My first reason for concern is that the children in the most disadvantaged schools need the best trained teachers with the most experience and not graduates from non-teaching discipline with only 6 or so weeks of training behind them.

The level of training is a common criticism of TFA.

Katrina Morrison and Laura Tiernan wrote an article in September 2009 has quote Laczko-Kerr and Berliner (both are vocal critics of Teach for America and authors of many papers on TFA) who argue that Teach For America teachers produced 20 percent less academic growth a year than graduate teachers with full certification as well as lack the training in class room management and adequate understanding of fundamentals of teaching.

Morrison and Tiernan later cite ‘Jonathan Schorr (1993), a former TFA teacher, describes the inadequate training and preparation that he and other TFA teachers received prior to being placed into schools. He notes, ‘just eight-weeks training is not enough for teachers’. Schorr admits, ‘I was not a successful teacher, and the loss to the students was real and large’

Courtney Trenwith argues in a Brisbane Times article in February 2010 that ‘Queensland parents and teachers this morning labelled as "inadequate" a new national initiative that would have teachers leading classrooms after only six weeks of training’

As Kristi Eaton argues, in her on article on Teach for America dropouts, ‘though some TFA corps members ultimately succeed and find the experience valuable, some corps members are unprepared and ill-trained for the challenges they face as a teacher’.

Secondly, why is it that when you mention “best and the brightest” that people suddenly start becoming interested in something?

For many years now, the number of people applying for mainstream teaching programmes has gone down but it is strange that when a teacher training programme markets itself as attracting the best and the brightest that they receive many hundreds of applications.

Thirdly, the TFA website states that the programme allows participants to discover their strengths and in what way they can contribute.
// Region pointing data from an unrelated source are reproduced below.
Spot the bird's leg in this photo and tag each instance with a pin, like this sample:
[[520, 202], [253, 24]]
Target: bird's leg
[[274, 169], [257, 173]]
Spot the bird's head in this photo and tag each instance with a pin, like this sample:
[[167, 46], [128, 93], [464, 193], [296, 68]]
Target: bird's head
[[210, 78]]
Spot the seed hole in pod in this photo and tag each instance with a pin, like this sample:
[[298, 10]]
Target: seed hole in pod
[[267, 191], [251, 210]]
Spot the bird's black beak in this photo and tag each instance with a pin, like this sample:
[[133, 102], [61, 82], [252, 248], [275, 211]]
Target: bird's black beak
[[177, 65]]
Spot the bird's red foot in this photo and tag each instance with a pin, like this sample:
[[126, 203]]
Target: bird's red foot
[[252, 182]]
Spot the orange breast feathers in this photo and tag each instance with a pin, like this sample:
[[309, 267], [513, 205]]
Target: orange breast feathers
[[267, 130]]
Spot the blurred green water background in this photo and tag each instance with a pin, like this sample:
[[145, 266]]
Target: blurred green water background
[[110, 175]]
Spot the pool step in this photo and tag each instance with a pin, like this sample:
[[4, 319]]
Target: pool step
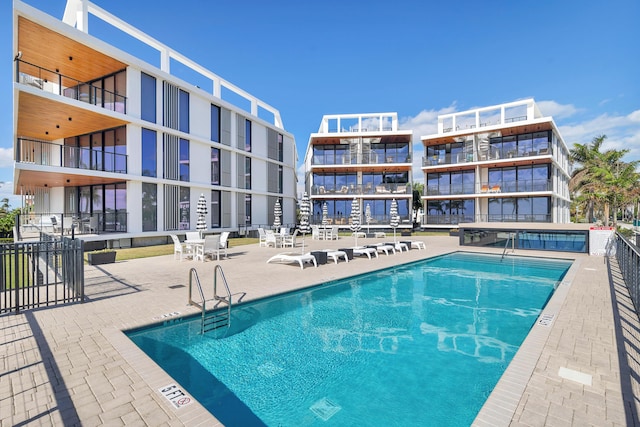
[[215, 320]]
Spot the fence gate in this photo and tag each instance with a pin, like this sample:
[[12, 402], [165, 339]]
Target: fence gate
[[43, 273]]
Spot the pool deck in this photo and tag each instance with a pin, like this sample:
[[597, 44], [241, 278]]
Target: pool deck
[[72, 365]]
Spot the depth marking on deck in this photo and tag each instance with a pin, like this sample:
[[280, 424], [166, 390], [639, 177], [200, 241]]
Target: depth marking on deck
[[577, 376], [176, 396], [546, 319], [167, 315]]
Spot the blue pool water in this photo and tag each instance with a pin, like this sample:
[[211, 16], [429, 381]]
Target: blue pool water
[[418, 344]]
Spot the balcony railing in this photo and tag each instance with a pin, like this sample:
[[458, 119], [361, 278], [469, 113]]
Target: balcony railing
[[322, 190], [54, 82], [32, 224], [522, 186], [49, 154], [359, 159], [490, 155], [464, 218]]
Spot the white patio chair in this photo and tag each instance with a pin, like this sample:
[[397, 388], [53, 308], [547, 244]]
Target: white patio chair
[[290, 239], [180, 248]]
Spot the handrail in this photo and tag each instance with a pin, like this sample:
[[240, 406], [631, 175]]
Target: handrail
[[202, 307], [229, 296], [511, 238]]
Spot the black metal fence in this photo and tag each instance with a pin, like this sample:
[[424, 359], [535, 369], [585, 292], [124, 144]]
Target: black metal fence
[[43, 273], [628, 257]]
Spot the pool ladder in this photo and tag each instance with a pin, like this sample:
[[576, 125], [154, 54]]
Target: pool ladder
[[506, 245], [218, 318]]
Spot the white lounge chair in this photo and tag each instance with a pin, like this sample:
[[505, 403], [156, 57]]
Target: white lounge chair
[[289, 257], [361, 250], [335, 255], [399, 246], [290, 239], [417, 244], [381, 247]]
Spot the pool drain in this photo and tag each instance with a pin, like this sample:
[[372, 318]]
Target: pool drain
[[324, 409]]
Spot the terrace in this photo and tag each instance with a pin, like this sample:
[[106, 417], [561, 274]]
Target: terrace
[[72, 365]]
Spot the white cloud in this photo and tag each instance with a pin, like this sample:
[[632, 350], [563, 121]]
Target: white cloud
[[623, 132], [555, 110]]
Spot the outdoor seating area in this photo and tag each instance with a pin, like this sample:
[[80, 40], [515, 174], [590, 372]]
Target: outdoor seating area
[[196, 247]]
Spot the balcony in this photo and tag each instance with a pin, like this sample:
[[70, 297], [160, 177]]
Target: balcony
[[439, 159], [49, 154], [56, 83], [366, 189], [359, 159], [463, 218], [32, 224]]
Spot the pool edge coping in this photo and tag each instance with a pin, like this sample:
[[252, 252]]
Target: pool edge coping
[[501, 405]]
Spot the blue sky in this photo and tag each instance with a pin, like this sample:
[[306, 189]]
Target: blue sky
[[580, 61]]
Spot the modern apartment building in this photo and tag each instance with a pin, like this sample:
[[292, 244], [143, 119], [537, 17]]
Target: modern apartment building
[[504, 163], [124, 148], [362, 156]]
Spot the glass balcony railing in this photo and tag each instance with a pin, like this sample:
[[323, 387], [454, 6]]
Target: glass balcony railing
[[54, 82], [531, 185], [440, 158], [49, 154], [359, 159], [323, 190]]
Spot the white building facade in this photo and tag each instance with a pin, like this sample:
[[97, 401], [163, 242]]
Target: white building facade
[[503, 163], [361, 156], [102, 134]]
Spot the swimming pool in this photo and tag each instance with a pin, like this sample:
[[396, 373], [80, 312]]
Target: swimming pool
[[418, 344]]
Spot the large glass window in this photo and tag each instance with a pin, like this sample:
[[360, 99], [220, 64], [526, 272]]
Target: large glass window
[[215, 123], [247, 138], [149, 207], [458, 182], [247, 173], [184, 160], [215, 166], [453, 211], [215, 209], [149, 153], [185, 208], [184, 111], [148, 98]]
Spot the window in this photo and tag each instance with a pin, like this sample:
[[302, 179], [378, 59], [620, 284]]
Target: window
[[215, 123], [148, 98], [184, 111], [149, 153], [184, 160], [247, 136], [247, 173], [185, 211], [149, 207], [215, 166], [215, 209]]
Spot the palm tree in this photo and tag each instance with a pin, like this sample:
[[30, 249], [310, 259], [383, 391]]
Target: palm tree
[[583, 184], [602, 178]]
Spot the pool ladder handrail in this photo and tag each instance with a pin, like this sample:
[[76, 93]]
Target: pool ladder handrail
[[506, 245], [213, 320]]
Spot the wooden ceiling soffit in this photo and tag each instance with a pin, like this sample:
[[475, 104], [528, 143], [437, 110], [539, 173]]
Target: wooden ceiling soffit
[[44, 119], [53, 51]]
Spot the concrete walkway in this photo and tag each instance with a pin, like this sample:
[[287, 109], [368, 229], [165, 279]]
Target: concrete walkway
[[72, 365]]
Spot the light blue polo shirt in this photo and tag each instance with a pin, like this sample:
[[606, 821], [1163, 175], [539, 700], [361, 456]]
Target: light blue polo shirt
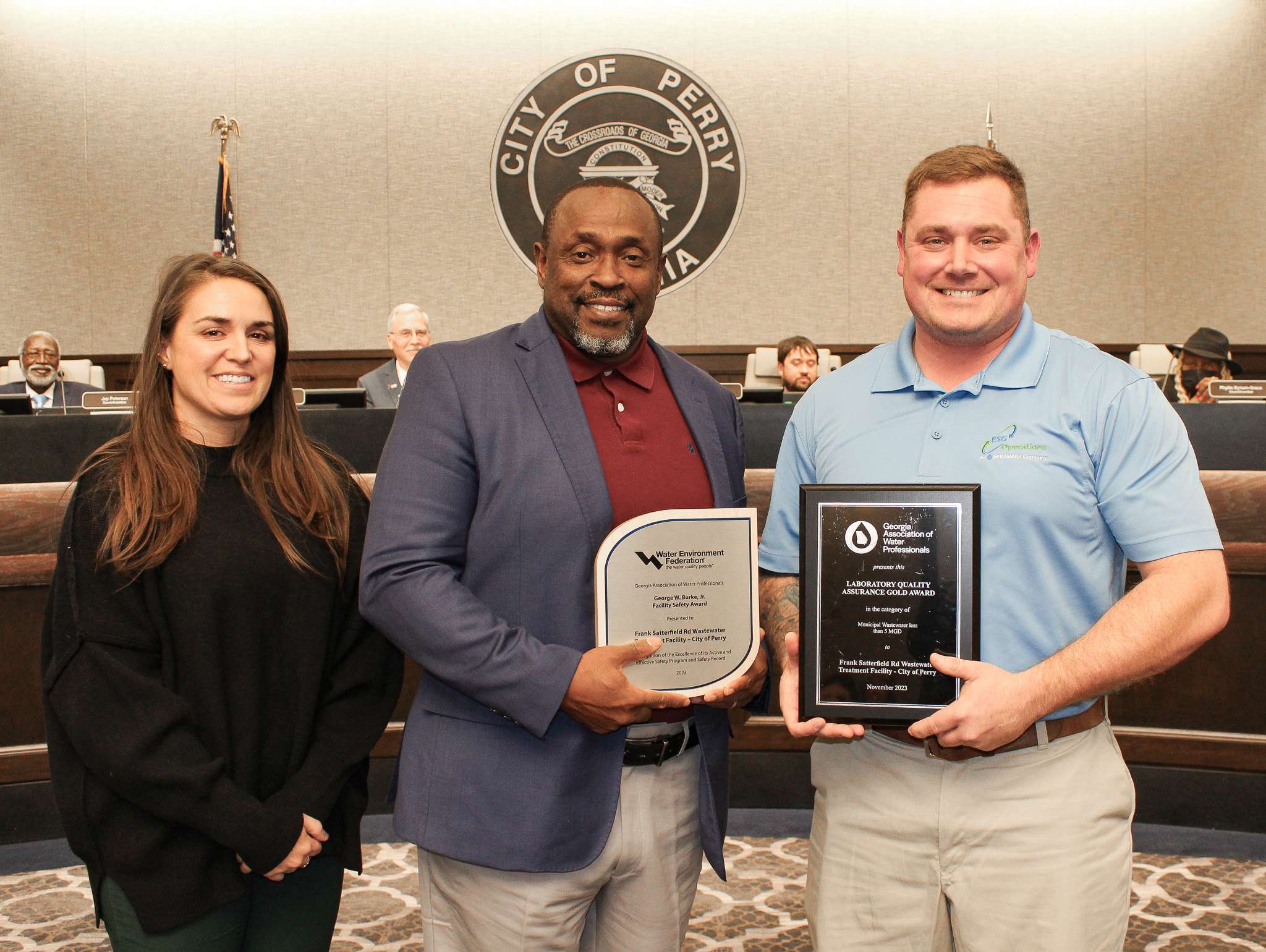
[[1080, 460]]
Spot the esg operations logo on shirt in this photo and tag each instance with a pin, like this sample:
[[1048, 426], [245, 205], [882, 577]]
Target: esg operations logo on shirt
[[999, 447]]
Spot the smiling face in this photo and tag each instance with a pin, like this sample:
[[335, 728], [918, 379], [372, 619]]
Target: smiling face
[[409, 334], [601, 271], [40, 361], [799, 370], [965, 261], [221, 355]]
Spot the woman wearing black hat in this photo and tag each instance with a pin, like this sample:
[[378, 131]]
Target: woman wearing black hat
[[1204, 357]]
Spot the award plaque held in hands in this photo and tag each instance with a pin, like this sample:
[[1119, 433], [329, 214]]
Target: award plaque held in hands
[[687, 576], [888, 575]]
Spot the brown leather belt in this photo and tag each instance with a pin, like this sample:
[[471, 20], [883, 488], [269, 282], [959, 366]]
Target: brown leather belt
[[1040, 734]]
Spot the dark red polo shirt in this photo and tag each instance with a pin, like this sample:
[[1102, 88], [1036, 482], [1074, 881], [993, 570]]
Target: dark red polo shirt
[[648, 455]]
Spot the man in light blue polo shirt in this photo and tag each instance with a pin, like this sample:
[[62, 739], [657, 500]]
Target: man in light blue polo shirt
[[920, 841]]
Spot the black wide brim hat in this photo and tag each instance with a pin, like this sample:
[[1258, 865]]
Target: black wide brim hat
[[1209, 343]]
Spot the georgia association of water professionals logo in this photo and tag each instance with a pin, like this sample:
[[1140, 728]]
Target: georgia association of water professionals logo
[[861, 537], [635, 117]]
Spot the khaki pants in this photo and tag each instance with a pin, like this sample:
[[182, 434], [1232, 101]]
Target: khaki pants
[[1023, 851], [636, 896]]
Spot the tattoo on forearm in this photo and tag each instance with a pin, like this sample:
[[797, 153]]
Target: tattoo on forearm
[[780, 611]]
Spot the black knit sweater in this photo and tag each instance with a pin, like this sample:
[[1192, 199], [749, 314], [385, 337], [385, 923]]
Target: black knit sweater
[[202, 709]]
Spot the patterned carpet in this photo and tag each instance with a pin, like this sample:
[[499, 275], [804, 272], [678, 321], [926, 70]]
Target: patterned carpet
[[1181, 904]]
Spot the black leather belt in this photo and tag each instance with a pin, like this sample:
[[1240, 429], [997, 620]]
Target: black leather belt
[[653, 751]]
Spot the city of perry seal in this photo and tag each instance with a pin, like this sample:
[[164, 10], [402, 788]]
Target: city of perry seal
[[631, 116]]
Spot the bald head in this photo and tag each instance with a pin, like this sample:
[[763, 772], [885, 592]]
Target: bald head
[[583, 187]]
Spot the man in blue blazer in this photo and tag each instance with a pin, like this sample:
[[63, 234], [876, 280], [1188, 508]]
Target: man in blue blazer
[[542, 819]]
TFA also offer extensive opportunities to move across to industries other than education.

With 40-50% of Alumni going on to work in the public and corporate sectors, in particular law, commerce, engineering and public policy, TFA sound like a professional gap year programme rather than a strategy to increase the number of teachers working in disadvantage schools.

Would you be happy with this figure if you were funding a programme that aimed to improve the educational outcomes of disadvantaged schools and 40-50% of graduates went on to work in other sectors?

We can only wait and see what the benefits of this programme will be. I hope that participants are planning to become teachers for the long term rather than seeing Teach for Australia as a gap year opportunity and a foundation on which to build a corporate career.

After all we wouldn’t want to see TFA teachers being remembered for all the wrong reasons. The world has enough teachers who don’t have the tools to be good at what they have chosen to do. Quality teaching in a disadvantaged school can change the lives of the children that go there and it is a wasted opportunity if teachers who are there are under-prepared and under-trained, however bright and enthusiastic.